Someguitarist commented 1 year ago

Man, sorry to post like three times in a row, but for anyone else running into this issue it just seems like text-generation-webui's openai extension doesn't support functions. Either gotta install LocalAI or figure something else out. Fudge!

See the issue here;

https://github.com/oobabooga/text-generation-webui/issues/4286

Tooniixx commented 1 year ago

I use LocalAI, and it works pretty well!

By the way, can you tell me if you have the same problem as me in this post: https://github.com/jekalmin/extended_openai_conversation/issues/17#issuecomment-1805783667 Thanks !

Someguitarist commented 1 year ago

Thanks, I'm debating going over to LocalAI, but I really like the gui for the text-based one.

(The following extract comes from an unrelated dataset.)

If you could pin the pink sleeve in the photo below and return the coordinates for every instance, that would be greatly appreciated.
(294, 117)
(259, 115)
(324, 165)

Unfortunately I can't get far enough to tell you if I have that same problem as I can't get much further till I switch over to LocalAI. I was able to expose entities but I don't get that error so far.

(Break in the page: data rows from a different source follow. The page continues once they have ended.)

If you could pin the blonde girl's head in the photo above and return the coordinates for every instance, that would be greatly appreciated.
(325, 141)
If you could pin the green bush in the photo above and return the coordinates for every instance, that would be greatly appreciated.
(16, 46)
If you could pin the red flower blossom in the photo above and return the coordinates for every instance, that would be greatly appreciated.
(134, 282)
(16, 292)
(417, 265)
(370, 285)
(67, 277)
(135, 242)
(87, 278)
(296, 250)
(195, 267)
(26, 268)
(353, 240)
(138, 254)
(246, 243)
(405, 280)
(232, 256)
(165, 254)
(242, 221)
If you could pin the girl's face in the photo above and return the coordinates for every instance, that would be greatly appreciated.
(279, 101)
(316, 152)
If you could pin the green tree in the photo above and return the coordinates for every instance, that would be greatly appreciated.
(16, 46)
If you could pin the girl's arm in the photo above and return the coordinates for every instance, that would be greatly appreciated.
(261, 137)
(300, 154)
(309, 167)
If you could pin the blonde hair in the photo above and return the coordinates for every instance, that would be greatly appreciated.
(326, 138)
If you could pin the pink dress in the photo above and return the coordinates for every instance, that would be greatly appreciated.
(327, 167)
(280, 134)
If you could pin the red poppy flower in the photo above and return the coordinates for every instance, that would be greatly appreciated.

Someguitarist commented 1 year ago

I don't want to derail this from your original issue, but are you running an Nvidia gpu and mind sharing a docker-compose with a GPTQ model? I've been messing around with LocalAi for a bit and I have to say.... so far it's pretty awful, at least for me. It's poorly documented and has examples that just don't work?

To be clear, I can get it running using llama.cpp, but using Autogpt doesn't see the models, and exactly following the models doesn't seem to work.

At this point, if someone else reads this I'd almost rather just wait a week until I'm sure someone will functions to text-webui. If you haven't used that yet, I'd highly encourage checking it out. Way easier, way more simple, and way more customizable, at least from my limited testing.

Someguitarist commented 1 year ago

Okay, sorry, now that I've had my temper tantrum I'm just runnung LocalAI on the CPU terribly slowly, but at least for proof of concept.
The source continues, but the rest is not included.